The ATF sent letters titled “Notice of Opportunity to Request Return of Bump Stock(s) in ATF Custody” last week. They include an address in Washington, D.C., and an email that the former owners can contact to arrange for the return of their property. Once the requests are processed, the letter states, “you will be contacted by someone from the local ATF field office to arrange retrieval of your bump stock(s).”
“In the interest of returning your item as soon as possible, please submit your claim form within 90 days of this letter,” the ATF states. “Bump stocks which remain unclaimed after that time may be considered unclaimed or abandoned and may be subject to disposal.”
Florida Carry, Inc., purchased an SSAR-15 bump stock from Slide Fire Solutions, Inc., for demonstration and educational purposes before the ban was enacted. It was surrendered to the ATF “under protest,” and Florida Carry became a co-plaintiff in Guedes v. ATF, along with the Firearms Policy Foundation, Damien Guedes, the Madison Society Foundation, Inc., and Shane Roden.
Florida Carry co-founder and co-executive director Sean Caranna was, once again, struck by the ATF’s arbitrariness in setting the 90-day deadline.
“Rather than simply returning people’s property, the ATF has established a bureaucratic and paperwork burden on law-abiding Americans in an attempt to run out the 90-day clock that the ATF has created without any statutory authority,” Caranna said. “Clearly, ATF leadership has learned nothing from the Supreme Court’s mandate that government agencies can’t make up new rules that are not expressly provided for by law.”
The ATF letter, which was sent last week to Florida Carry’s General Counsel, Eric Friday, cited the Supreme Court case Garland v. Cargill, stating: “The U.S. Supreme Court held that non-mechanical bump stock – a bump stock that relies on the forward pressure from the shooter’s non-trigger hand to force the rifle and trigger forward after recoil – is not a ‘machinegun’ as defined in the National Firearms Act. Accordingly, you are hereby notified that the Bureau of Alcohol, Tobacco, Firearms and Explosives (ATF) is currently in possession of the bump stocks described above in which you may have an interest.”
The ATF never mentioned how the High Court chastised them for flip-flopping on what constitutes a machine gun:
“For many years, the Bureau of Alcohol, Tobacco, Firearms and Explosives (ATF) consistently took the position that semiautomatic rifles equipped with bump stocks were not machineguns. ATF abruptly changed course when a gunman using semiautomatic rifles equipped with bump stocks fired hundreds of rounds into a crowd in Las Vegas, Nevada, killing 58 people and wounding over 500 more. ATF subsequently proposed a rule that would repudiate its previous guidance and amend its regulations to ‘clarify’ that bump stocks are machineguns. ATF’s Rule ordered owners of bump stocks either to destroy or surrender them to ATF to avoid criminal prosecution,” the Justices wrote in their opinion.

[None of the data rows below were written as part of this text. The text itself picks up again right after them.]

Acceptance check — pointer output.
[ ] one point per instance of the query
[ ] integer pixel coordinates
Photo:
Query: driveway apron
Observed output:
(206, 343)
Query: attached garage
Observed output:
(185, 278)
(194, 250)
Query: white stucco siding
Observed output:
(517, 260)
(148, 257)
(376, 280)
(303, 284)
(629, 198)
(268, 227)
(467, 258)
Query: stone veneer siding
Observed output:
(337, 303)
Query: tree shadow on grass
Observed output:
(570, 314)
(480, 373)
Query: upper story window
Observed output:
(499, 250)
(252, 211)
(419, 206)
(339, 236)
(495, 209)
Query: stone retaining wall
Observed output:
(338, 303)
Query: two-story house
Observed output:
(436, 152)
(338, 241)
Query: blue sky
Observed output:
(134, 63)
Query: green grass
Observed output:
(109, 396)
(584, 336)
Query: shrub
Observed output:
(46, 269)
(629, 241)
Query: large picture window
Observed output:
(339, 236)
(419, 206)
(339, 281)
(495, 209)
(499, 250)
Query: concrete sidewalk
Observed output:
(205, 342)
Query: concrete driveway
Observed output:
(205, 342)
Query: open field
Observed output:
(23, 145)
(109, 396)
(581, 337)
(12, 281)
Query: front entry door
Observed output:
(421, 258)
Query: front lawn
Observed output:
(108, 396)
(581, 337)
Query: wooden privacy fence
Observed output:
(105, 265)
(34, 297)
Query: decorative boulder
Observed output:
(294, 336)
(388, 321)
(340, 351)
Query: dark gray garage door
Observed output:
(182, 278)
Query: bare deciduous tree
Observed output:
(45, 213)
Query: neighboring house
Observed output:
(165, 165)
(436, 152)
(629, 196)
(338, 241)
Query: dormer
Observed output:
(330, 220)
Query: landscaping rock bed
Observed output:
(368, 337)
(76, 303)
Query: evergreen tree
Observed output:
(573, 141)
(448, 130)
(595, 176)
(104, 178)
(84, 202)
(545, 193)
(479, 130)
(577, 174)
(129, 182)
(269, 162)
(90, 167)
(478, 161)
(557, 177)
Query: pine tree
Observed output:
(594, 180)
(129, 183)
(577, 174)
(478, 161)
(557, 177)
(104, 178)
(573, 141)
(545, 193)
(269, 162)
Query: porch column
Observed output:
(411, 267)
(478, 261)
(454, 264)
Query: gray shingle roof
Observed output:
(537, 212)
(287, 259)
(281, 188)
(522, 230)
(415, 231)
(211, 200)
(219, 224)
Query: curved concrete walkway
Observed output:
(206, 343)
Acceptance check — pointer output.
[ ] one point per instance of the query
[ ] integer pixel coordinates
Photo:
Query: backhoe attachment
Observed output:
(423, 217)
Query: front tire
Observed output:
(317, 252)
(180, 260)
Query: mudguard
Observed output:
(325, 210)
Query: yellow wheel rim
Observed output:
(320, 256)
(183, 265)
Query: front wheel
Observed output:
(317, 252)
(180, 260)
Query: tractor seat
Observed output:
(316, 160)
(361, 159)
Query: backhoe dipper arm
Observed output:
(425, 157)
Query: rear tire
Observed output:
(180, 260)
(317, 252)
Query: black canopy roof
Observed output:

More than a dozen states, including Florida, still prohibit possession of bump stocks. The ATF warns that the owners will be held responsible for complying with state and local laws once the device is returned.
By arbitrarily establishing the 90-day return window, the ATF has created an internal precedent that it will likely use when it is ordered to return other firearm accessories that were unconstitutionally seized by its agents, including pistol braces, aftermarket triggers and more.
Lee Williams is a board member of Florida Carry, Inc.